Sabemos que há livros de todo tipo: uns são técnicos, outros são informativos, outros emocionam. Este, além de emocionar, consegue nos fazer refletir sobre tantas coisas. Helena escreve com a serenidade de quem compreendeu que recordar não é permanecer presa ao passado, mas impedir que a ausência seja reduzida a estatística. Cada lembrança devolve rosto, voz, personalidade e afeto àqueles que poderiam ser lembrados somente como vítimas de um desastre. O livro resgata vidas inteiras, não apenas o instante em que elas foram interrompidas. E isso conecta quem viveu esta história a quem nem a conhecia, mas que a recebe de coração e alma abertos.

O gesto mais bonito, porém, talvez aconteça fora das páginas. A mesma família que poderia ter escolhido o silêncio, o que é direito de quem foi atravessado por uma tragédia, decidiu criar o Instituto Camila e Luiz Taliberti, transformando o luto em ação cultural, ambiental e educativa. Na verdade, não quer dizer que o luto não existiu e não exista ainda, mas que, apesar dele, foi preciso dar sentido à memória dos filhos, para que outras pessoas sejam abraçadas pelo amor à vida que eles tinham.

A memória deixou de ser um lugar de recolhimento para tornar-se um compromisso público. Exposições, debates, cinema, educação e defesa da vida passaram a dar continuidade aos sonhos interrompidos. É uma forma humana de homenagear quem partiu: fazer com que o amor continue produzindo futuro.

Sabemos que notícias de tragédias ganham a atenção da mídia no momento em que acontecem, mas, naturalmente, vão perdendo destaque para outras notícias. Tragédias ocupam manchetes durante alguns dias e depois cedem espaço para o próximo acontecimento. Já que o esquecimento tornou-se quase um hábito coletivo e natural, livros como este cumprem uma tarefa silenciosa e indispensável: eles recusam a velocidade do mundo e nos obrigam a permanecer diante daquilo que preferiríamos evitar, não para alimentar a tristeza, mas para preservar a humanidade.

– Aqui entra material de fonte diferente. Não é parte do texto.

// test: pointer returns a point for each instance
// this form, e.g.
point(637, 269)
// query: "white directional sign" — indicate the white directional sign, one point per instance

Ao fechar a última página, fica a impressão de que a grande vitória da lama seria apagar nomes, histórias e afetos. Helena não permite isso e escreve para os filhos, mas também por eles. Só que ela não para por aí, pois escreve para quem já sofreu perdas irreparáveis e para quem ainda acredita que toda vida humana merece ser lembrada com dignidade. Seu livro nos recorda que a memória é uma forma de justiça e que o amor, quando encontra possibilidades para seguir adiante, continua florescendo mesmo sobre a terra que um dia tentou sepultá-lo.